If we read our Bibles – both the Old and the New Testaments – we don’t find that to be the case. What we do find is a God who is with us through everything. We see a plan for a community of Jesus followers who carry one another’s burdens, who encourage each other, who speak truth, who pray for one another without ceasing.
We see a savior who invites us to come to Him with every need, who offers to help us carry the load and teach us the way into rest. It isn’t about the elimination of pain – though that sounds fantastic – it’s about not being alone in it.
The direction of our lives is absolutely important – we ought to desire to move forward and be free, for sure. We should grow in maturity. But getting there can take some time.
If that’s the case, why would we feel the need to cover ourselves? Why put up a front? Why try to look perfect? Why try to appear as a success story?
Is the gospel about making a bunch of success stories? Is that what we’ve reduced it to? Was it written by a motivational speaker?
Jesus did come to give us abundant life. The question is, can we have difficulty and still live an abundant life? I think the answer is yes.
I refuse to live with a mask. I’ll admit I considered putting my game face back on after the negative feedback. I thought maybe I had done something terribly wrong. After asking 5 or 6 trusted mentors and friends, who have their junk together more than I do, I have decided not to do that.
I lived in fear of being seen for too long and I can’t go back.
My hope is that people will come with me on this journey. I’m not saying y’all should start spilling your guts on a blog, or on social media, but I hope you will find a few trusted friends to open up with, at least. Get counseling from a pastor, or professional, if needed. Ask for prayer, ask for help, ask for advice.

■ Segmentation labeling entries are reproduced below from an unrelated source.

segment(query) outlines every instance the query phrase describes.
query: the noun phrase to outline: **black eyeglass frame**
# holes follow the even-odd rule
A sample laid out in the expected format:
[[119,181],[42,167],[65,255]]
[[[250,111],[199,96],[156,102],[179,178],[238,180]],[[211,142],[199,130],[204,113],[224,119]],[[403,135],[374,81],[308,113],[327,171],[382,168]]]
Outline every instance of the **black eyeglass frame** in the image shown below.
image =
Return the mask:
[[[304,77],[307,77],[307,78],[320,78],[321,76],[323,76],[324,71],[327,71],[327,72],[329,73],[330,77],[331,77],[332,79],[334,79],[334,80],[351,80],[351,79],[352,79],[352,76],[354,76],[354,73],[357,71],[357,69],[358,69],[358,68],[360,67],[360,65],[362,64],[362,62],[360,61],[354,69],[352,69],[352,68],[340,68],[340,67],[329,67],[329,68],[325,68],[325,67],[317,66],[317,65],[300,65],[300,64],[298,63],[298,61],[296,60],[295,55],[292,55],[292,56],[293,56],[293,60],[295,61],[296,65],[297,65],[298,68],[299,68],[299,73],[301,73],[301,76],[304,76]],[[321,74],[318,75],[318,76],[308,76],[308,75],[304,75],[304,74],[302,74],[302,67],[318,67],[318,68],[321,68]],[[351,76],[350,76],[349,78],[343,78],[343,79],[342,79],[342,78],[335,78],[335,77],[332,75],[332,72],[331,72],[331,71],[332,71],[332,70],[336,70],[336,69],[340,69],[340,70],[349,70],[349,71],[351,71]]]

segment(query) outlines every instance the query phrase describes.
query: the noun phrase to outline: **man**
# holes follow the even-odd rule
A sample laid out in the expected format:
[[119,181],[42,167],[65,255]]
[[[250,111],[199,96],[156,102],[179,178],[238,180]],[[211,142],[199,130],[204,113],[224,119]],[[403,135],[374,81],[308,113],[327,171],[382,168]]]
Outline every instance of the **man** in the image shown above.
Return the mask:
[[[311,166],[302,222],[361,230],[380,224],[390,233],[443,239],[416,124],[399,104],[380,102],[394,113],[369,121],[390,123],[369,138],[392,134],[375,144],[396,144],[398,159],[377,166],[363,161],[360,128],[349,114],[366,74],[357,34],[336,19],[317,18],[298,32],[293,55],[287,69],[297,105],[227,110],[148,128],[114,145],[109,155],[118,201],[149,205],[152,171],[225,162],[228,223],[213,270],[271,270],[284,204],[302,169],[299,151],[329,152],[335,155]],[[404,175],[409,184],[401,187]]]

And by all means spill it out before God – that’s where I’m trying to grow the most, right now. I’m reading the Psalms and seeing how broken David was, but also, how He loved God and was loved by Him.
While I understand the concerns that were expressed to me, I just want to say that I am not afraid to be seen anymore. I know there are some who read that will judge me, or think I’m pathetic or that I’m not being a “good witness” for Christ. I’m not pumped about that, but I stand before one Judge.
This isn’t a sin issue, it’s a preference issue, as far as I can tell. I think His reputation can survive my struggles.
And, let’s be realistic. I’m not Ann Voskamp, here – my readership is small. The people who read my stuff know me and know what they’re going to find when they click. If they’re not interested, they’re not clicking.
If you are taking the time to read, thank you – even if you disagree. Much love to you – may we learn to appreciate our differences and learn to love and empathize well.